Hier stelt de computer vast dat de coherentie binnen het betoog erg laag is. De software kijkt daarbij telkens naar de woorden die om een woord heen staan: zijn dat woorden die daar vaak omheen staan, vrij vaak, bijna nooit of nooit?
De Boer: „In dit voorbeeld verlies je de draad van het verhaal, omdat die associaties steeds losser worden: het jaar tweeduizendtweehonderd zoveel, Pluto, een bepaalde stand van die planeet, astrologie… Zodat je steeds meer moet invullen, een beetje moet gokken: nou, misschien bedoelt hij dit, of misschien dat. Uiteindelijk raak je hem helemaal kwijt en geef je het op.”
Je schrijft ergens: vaak kun je niet vaststellen of het een kwestie van taal is of een kwestie van gedachten.
„Dat is sowieso de eeuwige discussie in taalwetenschapland. Bij dit voorbeeld kun je je afvragen of die gedachten over Pluto er al waren voordat het taal werd. Of werden ze door talige processen opgeroepen? Ik denk zelf dat veel gedachten niet losstaan van taal, omdat veel van ons denken talig is – niet alles, maar veel – en dat er tijdens het vormen van die gedachten al taal wordt geactiveerd en dat die taal ook weer taal oproept.
„Een heel ander voorbeeld is dat mensen met een psychose hun persoonlijke voornaamwoorden vaak niet introduceren. Wat je normaal wel behoort te doen. Je zegt eerst: ‘Ik ging naar de bakker’, en daarna: ‘Hij gaf me een brood’. Een patiënt met een psychose kan alleen ‘Hij gaf me een brood’ zeggen, zonder eerst te zeggen wie die ‘hij’ is. Een mogelijke verklaring is ook hier dat ze weinig bezig zijn met: wat heeft de gesprekspartner nodig om mij te begrijpen? Dat ze daar minder oog voor hebben.”
Tijdens een psychose zijn de zinnen minder complex, ze zijn vaak korter
Je hebt ook gekeken naar grammaticale complexiteit en voegwoorden.
„Tijdens een psychose zijn de zinnen minder complex, ze zijn vaak korter. Er worden minder vaak bijzinnen gebruikt. We hebben daarnaast specifiek gekeken naar voegwoorden, zoals ‘omdat’, omdat die heel expliciet de verbindingen leggen tussen zinnen of tussen een hoofdzin en een bijzin. Bijvoorbeeld: ‘Ik ging naar huis omdat de buurvrouw voor de deur stond.’ Je legt met ‘omdat’ uit wat de samenhang is tussen de eerste helft van de zin en de tweede helft.

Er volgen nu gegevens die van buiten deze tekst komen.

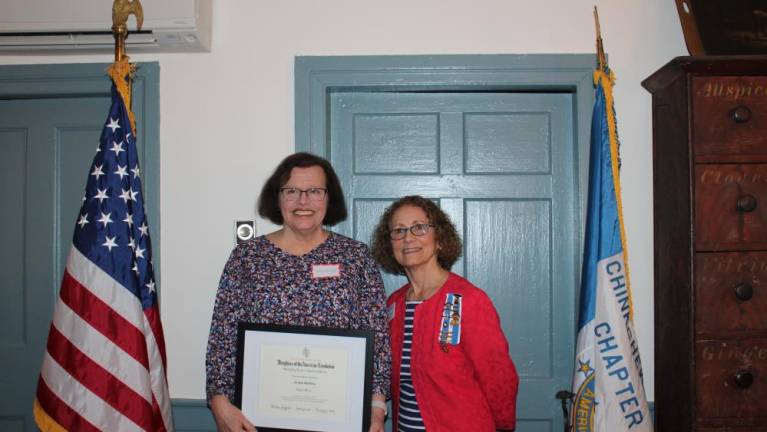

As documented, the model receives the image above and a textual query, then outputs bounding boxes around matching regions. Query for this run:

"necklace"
[407,285,439,301]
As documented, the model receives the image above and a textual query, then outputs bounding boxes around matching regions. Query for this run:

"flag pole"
[107,0,144,135]
[594,6,607,72]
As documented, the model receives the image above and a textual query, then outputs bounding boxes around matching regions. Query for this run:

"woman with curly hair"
[372,196,519,432]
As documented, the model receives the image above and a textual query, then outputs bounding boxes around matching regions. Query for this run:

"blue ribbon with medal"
[439,293,461,352]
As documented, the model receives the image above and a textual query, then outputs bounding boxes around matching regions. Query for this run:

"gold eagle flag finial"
[594,6,607,71]
[107,0,144,135]
[112,0,144,62]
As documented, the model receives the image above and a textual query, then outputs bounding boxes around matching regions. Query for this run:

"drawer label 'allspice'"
[697,80,767,99]
[703,344,767,361]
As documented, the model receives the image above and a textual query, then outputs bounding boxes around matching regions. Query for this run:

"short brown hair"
[258,153,347,226]
[371,195,463,275]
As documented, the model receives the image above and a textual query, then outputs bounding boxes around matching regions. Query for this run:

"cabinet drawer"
[695,252,767,337]
[695,164,767,251]
[696,339,767,419]
[692,76,767,162]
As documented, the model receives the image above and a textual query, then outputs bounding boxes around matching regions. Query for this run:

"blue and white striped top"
[397,301,426,432]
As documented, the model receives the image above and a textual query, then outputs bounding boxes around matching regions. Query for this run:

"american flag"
[33,73,173,431]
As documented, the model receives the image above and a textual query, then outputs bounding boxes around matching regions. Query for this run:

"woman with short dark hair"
[372,196,519,432]
[205,153,390,432]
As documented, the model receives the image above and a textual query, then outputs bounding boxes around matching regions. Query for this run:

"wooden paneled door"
[0,63,159,432]
[328,88,579,432]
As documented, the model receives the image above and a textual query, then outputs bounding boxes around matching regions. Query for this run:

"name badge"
[312,264,341,279]
[439,293,461,352]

„We hebben de computer daarnaar laten kijken: hoe is wat er vóór zo’n voegwoord staat verbonden met wat erná komt, en of dat tijdens een psychose anders is. Dat deden we met hetzelfde ChatGPT-achtige model. Als je specifiek inzoomt op zinnen met zulke voegwoorden, zie je dat het model daarmee gevoeliger wordt voor psychose. Dus dat lijkt wel wat toe te voegen.”
Hoe toepasbaar is dit?
„Vroege herkenning van een psychose is een mogelijke toepassing. De eerste psychose vindt vaak plaats in de vroege volwassenheid, zo eind tienerjaren, begin twintiger jaren. Vaak hebben mensen dan al een paar jaar beginnende klachten. In die periode kunnen we ze wel begeleiden, maar geven we vaak nog geen medicatie. Eigenlijk wacht je dan een beetje af. Want we kunnen niet goed voorspellen wie hierin doorschiet en wie daar zonder medicatie weer uitkomt.

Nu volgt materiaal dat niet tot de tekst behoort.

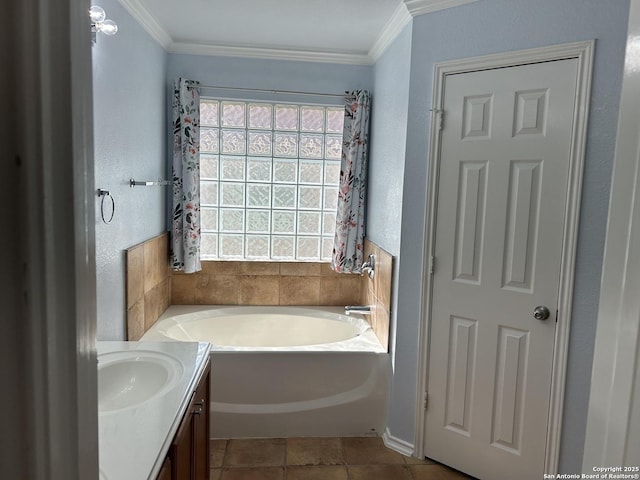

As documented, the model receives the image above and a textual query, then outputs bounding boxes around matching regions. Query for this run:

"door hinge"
[429,108,444,131]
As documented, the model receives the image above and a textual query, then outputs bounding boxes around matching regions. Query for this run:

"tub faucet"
[344,305,371,315]
[362,253,376,278]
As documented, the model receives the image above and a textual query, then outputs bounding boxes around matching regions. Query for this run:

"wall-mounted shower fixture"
[129,178,172,188]
[344,305,371,315]
[89,5,118,43]
[362,253,376,278]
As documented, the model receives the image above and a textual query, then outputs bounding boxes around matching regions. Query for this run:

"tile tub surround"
[210,437,472,480]
[126,232,171,341]
[359,239,393,350]
[171,261,363,306]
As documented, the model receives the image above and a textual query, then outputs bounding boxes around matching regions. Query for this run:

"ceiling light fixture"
[89,5,118,43]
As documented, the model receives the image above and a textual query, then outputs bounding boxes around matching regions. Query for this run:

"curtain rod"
[187,82,354,98]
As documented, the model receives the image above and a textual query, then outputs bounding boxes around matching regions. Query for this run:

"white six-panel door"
[424,59,577,480]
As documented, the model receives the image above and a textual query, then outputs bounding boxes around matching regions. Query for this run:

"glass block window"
[200,98,344,262]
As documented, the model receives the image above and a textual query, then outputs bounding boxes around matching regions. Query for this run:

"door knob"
[533,305,551,320]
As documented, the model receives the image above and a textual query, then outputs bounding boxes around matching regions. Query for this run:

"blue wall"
[93,0,629,473]
[93,0,167,340]
[366,23,412,376]
[389,0,629,473]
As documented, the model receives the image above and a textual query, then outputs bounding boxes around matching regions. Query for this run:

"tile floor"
[211,437,473,480]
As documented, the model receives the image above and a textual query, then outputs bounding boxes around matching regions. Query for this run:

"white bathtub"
[142,305,390,438]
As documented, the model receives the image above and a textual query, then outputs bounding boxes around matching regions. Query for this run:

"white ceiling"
[115,0,476,64]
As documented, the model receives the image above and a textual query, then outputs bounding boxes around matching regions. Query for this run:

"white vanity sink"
[98,350,183,413]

„Het zou mooi zijn als we dat met dit soort taalanalyses beter kunnen voorspellen. Dan kunnen we misschien toch al in bepaalde gevallen eerder behandelen en voorkomen dat iemand ernstig ziek wordt.
„Deze maand starten we met een groot internationaal onderzoek, in verschillende landen van de Europese Unie, waaronder Nederland, waarin we patiënten die eerder een psychose hebben gehad, gaan vragen om hun spraak een of twee keer per week te laten analyseren. We gaan dan proberen om een eventuele terugval eerder te herkennen. En dan gaan we vervolgens ook proberen om in te grijpen. De uiteindelijke onderzoeksvraag is: is dit effectiever dan wat we normaal gesproken doen?”